Recensione Neds (2010)

Nel film di Peter Mullan tutto è come deve essere: la descrizione degli ambienti proletari, l'utilizzo del turpiloquio come lingua a sé; se qualcosa non convince, però, è l'accumulo di informazioni che riceviamo sul giovane protagonista, senza che nessun elemento riesca ad essere la chiave giusta per spalancare il suo mondo.

Svegliatevi Neds

John McGill è un ragazzino sveglio e pieno di interessi che a scuola dà il meglio di sé. E' l'esatto opposto del padre, un rozzo e violento fabbricante di arnesi da lavoro e soprattutto dal fratello Benny, il bullo incontrastato del quartiere. John è la dimostrazione che si può essere diversi, che ci si può isolare dalle cattive compagnie, magari leggendo un buon libro o vedendo in tv le avventure di Robinson Crusoe. Poi qualcosa inizia a cambiare. Appartenere ad una famiglia irrimediabilmente segnata agli occhi della società, diventa un peso insostenibile per il ragazzo che decide di saltare lo steccato e di passare dall'altra parte della barricata. "Volevate il delinquente?
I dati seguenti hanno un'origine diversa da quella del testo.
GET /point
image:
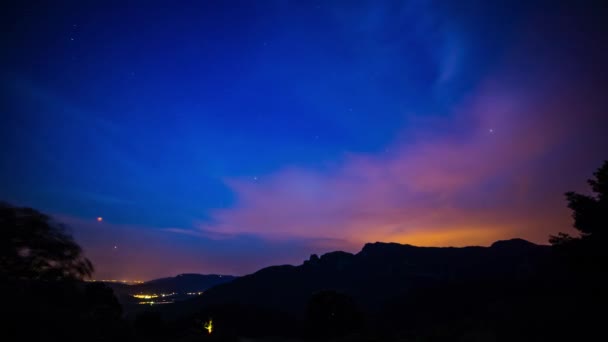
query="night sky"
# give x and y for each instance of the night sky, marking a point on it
(225, 136)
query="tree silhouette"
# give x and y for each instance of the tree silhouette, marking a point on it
(590, 213)
(33, 247)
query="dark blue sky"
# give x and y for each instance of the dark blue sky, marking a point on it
(248, 127)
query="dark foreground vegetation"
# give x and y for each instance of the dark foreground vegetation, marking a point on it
(511, 291)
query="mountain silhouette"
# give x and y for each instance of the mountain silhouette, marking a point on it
(374, 277)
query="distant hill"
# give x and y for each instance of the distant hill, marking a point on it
(181, 283)
(375, 277)
(176, 289)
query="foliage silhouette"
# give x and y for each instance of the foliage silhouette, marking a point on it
(34, 247)
(590, 213)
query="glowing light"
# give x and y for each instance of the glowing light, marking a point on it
(208, 326)
(145, 296)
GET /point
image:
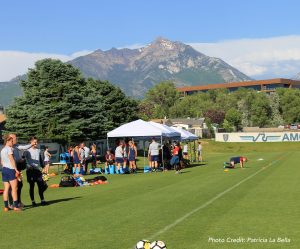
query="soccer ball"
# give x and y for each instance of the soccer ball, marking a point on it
(143, 244)
(158, 245)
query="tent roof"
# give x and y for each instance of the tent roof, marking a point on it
(138, 128)
(170, 132)
(185, 135)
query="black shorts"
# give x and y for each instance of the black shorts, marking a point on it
(34, 175)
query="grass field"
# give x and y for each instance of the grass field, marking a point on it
(188, 211)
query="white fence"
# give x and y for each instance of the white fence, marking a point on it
(258, 137)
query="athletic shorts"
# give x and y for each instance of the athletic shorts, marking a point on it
(119, 160)
(154, 158)
(8, 174)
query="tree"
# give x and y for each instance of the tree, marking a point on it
(289, 100)
(59, 104)
(160, 99)
(216, 116)
(260, 110)
(233, 117)
(276, 118)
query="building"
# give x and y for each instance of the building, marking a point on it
(259, 85)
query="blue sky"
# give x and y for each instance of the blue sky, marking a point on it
(66, 27)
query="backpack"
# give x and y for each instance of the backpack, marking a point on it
(101, 178)
(67, 181)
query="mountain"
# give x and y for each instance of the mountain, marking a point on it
(296, 77)
(137, 70)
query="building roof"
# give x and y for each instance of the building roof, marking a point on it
(239, 84)
(2, 118)
(188, 121)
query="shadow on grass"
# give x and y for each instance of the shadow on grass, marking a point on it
(51, 202)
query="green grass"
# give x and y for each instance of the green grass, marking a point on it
(134, 207)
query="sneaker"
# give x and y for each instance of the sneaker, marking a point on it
(17, 209)
(44, 203)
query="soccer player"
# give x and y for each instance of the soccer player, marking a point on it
(235, 160)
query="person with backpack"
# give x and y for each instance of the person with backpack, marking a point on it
(20, 163)
(47, 157)
(9, 173)
(132, 155)
(176, 158)
(34, 172)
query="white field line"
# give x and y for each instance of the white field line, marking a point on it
(181, 219)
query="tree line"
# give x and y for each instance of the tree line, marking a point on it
(60, 104)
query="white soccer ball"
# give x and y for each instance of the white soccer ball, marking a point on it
(143, 244)
(158, 245)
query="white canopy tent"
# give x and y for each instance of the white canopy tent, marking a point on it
(138, 128)
(169, 131)
(185, 135)
(142, 129)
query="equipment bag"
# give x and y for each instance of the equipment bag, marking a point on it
(67, 181)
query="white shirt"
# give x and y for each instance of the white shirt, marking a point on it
(119, 151)
(154, 149)
(185, 148)
(4, 157)
(46, 157)
(86, 152)
(33, 158)
(199, 147)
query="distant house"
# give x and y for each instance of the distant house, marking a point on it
(196, 126)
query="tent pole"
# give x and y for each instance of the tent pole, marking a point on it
(195, 151)
(191, 151)
(162, 154)
(144, 153)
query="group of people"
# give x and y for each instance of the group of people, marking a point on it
(13, 163)
(80, 156)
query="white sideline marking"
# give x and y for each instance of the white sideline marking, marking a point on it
(179, 220)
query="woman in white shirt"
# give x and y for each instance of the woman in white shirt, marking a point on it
(47, 157)
(9, 173)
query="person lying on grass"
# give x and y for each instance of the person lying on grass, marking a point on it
(235, 160)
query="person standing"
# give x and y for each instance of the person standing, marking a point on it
(132, 154)
(47, 157)
(94, 156)
(20, 163)
(9, 173)
(153, 154)
(34, 172)
(76, 159)
(185, 151)
(175, 160)
(199, 151)
(119, 155)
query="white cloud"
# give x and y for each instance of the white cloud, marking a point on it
(14, 63)
(258, 58)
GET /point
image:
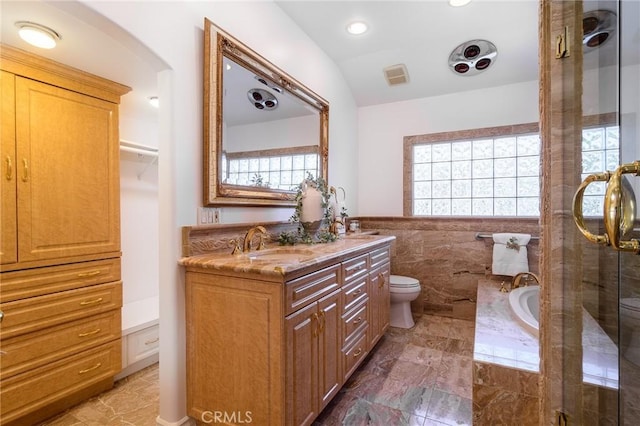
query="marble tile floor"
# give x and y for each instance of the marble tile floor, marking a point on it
(416, 377)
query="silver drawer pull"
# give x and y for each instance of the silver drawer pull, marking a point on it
(95, 367)
(89, 333)
(91, 302)
(89, 274)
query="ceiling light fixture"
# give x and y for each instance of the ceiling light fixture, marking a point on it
(38, 35)
(357, 28)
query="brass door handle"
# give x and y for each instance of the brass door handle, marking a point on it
(25, 170)
(9, 172)
(620, 208)
(578, 217)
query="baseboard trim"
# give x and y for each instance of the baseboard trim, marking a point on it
(185, 421)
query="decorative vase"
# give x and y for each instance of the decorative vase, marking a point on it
(312, 210)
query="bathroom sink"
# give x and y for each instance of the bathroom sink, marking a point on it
(524, 304)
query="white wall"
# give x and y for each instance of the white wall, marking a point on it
(174, 32)
(382, 128)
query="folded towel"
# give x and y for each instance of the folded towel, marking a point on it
(510, 254)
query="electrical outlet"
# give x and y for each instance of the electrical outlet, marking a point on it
(208, 216)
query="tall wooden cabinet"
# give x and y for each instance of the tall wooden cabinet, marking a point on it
(60, 288)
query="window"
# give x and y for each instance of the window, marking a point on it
(276, 169)
(483, 172)
(600, 152)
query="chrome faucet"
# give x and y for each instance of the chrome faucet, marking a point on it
(522, 279)
(249, 237)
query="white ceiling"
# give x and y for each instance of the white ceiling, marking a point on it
(419, 34)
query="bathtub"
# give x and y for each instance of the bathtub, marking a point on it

Eccovi il delinquente", dice con rabbia mentre lancia dei petardi nella ricca casa dell'amico che lo aveva allontanato perché mal visto dalla famiglia. L'escalation di violenza di cui si rende protagonista diventa inarrestabile. Inizia a rubare, usare il coltello, sniffare colla. In un'accesso di ira pesta selvaggiamente il padre e soprattutto riduce in fin di vita Canta, un ragazzino che anni prima lo aveva tormentato a scuola. Ad un passo dal baratro, John cerca di tornare in carreggiata, ma il ritorno in classe non rappresenta il cambio di marcia sperato. Forse la risposta ai suoi tormenti è nella persona che lui ha brutalmente offeso.

Neds è il termine inglese con cui si indicano i "non educated delinquents". La locuzione appare in realtà piuttosto bizzarra, visto che per definizione i delinquenti non sono degli educati; in questo caso Peter Mullan, regista di Neds, presentato fuori concorso al Torino Film Festival 2010, va oltre le semplici parole, per lanciare un grido d'accusa contro la "non educazione", quella distruttiva mancanza di punti di riferimento che può risultare letale per un giovane poco svezzato. Nella Scozia degli anni '70 le autorità scolastiche si limitano a stilare graduatorie di merito, a classificare gli studenti in base alle loro potenzialità (la classe A è la migliore, la più ambita, la R raccoglie i disadattati), i genitori non si accorgono dei loro figli, ignorandone ogni attività. In questa assenza, la logica del gruppo, della banda, diventa l'humus ideale per la crescita di adolescenti violenti. La città è una giungla (non quella "placida" a cui allude il bel finale del film) in cui anche il più meritevole dei ragazzi può improvvisamente deviare dal suo sano percorso e diventare un criminale.

Peter Mullan, Leone d'Oro nel 2002 per l'ottimo Magdalene, si conferma regista di grande spessore, perfettamente a suo agio nel raccontare storie al limite (con parecchi riferimenti autobiografici), intrise di profonda violenza, cautamente disperate e dipinge il ritratto potente di un giovane che cerca con ostinazione la sua strada. Non ci riesce con la scuola, sebbene sia un secchione, destinato a grandi successi e non ce la fa nemmeno diventando un bullo, ripercorrendo le orme tracciate da un cattivo maestro come il fratello. Deve ripartire allora da un rapporto diverso, finalmente umano, con il ragazzo che, in un modo o nell'altro, ha segnato la sua esistenza.

Tutto nel film è come deve essere: le facce giuste degli attori, la descrizione degli ambienti proletari, l'utilizzo del turpiloquio come lingua a sé, le dinamiche tra i vari membri della famiglia McGill, abituati da sempre a sopportare "cristianamente" i dolori della vita e per questo incapaci di rifiutare davvero quelle situazioni deprimenti (la violenza del capofamiglia, come marito e come padre). Se qualcosa non convince nell'opera dell'autore scozzese, però, è l'accumulo di informazioni che riceviamo sul protagonista, interpretato dal bravo Connor Mccarron. Si dicono tante cose su di lui, tutte importanti, ma nessun elemento riesce ad essere la chiave giusta per spalancare la porta di John McGill. Senza questo approfondimento, Neds resta un film duro, emozionante, in certi punti perfino brillante (la zuffa fra bande al ritmo di Cheek to cheek, la lotta onirica tra il protagonista, ormai in preda ai fumi della droga, e Gesù) ma non completamente "riuscito".